Once again, let us try to demystify this concept.

First, let us refocus the topic, on what should be expected of a “Datalakehouse” and, from an architectural point of view, make a list of the different features and the related applicative components.

In some common and shared manners, some notions will be found such as:

  • data persistence (for sure a very revolutionary feature…)
  • data traceability or even auditability (oh, swearword…)
  • ACIDity of transactions (we get to something less obvious…)
  • deserve all kind of data-related business need: operational reporting, analytical reporting, protoyping, Machine Learning, Data Stewardship and Reference / Master Data systems (well it has to be magic, isn’t it?)
  • provide access to any kind of data

 

Well…

Does it remind you something??? Yes, we stick more or less to applicative blocks and functions of a Datawarehouse (ideally an Enterprise one, of course), whether it sits on a Datalake or not…

Once the functionalities have been identified, it is only a question of a technological transfer of DWH/analytical stack as close as possible to “Big Data” technologies and their progress and maturity, depending on the chosen solutions.

It is therefore obvious that our very familiar DWH will emerge from the DLH (yes, you might get used to this new acronym!) like an old chestnut…

We finally get to the same paradigm raised with the Datahub / Datalake i.e., a transition of applicative notions, which are clearly not new, onto a Big Data technical stack that is getting more and more mature and closer to the common industrial requirements, a technical architecture that is more open, less proprietary (well, depending on the distro…) and fully scalable (including the cost projection).

As a conclusion, the necessary skills and the related methodologies shouldn’t undergo any revolution because of a simple change in tools (except the mastery of these new tools, as for any technical solution) …

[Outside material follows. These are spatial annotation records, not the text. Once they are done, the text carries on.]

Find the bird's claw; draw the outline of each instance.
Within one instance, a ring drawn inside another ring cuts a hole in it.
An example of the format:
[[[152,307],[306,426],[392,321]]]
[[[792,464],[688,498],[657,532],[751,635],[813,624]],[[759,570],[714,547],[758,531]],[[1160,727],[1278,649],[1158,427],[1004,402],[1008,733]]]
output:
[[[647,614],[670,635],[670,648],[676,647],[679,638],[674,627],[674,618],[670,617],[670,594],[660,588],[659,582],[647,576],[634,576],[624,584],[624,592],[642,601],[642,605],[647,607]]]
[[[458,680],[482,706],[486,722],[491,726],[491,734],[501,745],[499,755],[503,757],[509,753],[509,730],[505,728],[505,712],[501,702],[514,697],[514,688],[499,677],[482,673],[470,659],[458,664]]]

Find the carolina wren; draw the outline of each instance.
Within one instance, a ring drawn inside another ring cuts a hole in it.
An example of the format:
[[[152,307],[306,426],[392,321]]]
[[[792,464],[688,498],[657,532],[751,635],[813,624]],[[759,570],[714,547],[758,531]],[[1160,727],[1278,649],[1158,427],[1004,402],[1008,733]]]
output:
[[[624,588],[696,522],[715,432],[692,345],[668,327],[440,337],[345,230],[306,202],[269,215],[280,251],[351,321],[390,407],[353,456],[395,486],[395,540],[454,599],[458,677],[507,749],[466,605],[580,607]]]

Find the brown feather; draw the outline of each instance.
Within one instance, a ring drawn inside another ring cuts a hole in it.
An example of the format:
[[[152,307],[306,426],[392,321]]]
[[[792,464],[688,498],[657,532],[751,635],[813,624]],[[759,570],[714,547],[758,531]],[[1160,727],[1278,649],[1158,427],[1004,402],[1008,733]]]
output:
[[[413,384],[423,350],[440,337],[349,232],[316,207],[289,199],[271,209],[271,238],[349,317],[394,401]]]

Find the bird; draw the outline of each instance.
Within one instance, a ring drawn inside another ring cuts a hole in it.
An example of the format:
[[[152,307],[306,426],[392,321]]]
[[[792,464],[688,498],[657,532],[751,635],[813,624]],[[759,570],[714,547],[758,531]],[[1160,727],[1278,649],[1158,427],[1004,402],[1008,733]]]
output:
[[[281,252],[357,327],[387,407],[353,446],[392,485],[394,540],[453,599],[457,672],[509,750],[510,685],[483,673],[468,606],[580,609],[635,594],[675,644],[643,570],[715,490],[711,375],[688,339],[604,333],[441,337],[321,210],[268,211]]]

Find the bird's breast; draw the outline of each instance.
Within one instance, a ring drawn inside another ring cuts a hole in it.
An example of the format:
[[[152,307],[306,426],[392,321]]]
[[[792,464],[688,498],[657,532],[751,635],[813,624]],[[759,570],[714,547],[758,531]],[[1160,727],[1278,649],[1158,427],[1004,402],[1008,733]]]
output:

Yes, it will still be necessary to build a real DWH (whether it’s included in the Datalake layer of a hybrid Big Data architecture or not…). And therefore, to come back to robust and durable Enterprise modeling (such as Data Vault, which is by the way mentioned on https://datalakehouse.org/) for those who would like to invest in this not so new type of solution.

It is not uncommon nowadays to observe that the news includes a part of warmed-over stuff, existing concepts that can be presented as “new” or an assembly of existing solutions as a brand new architecture. We are finally coming back to fundamental and core concepts like Enterprise Datawarehousing and the best way to implement them (see our articles about this topic).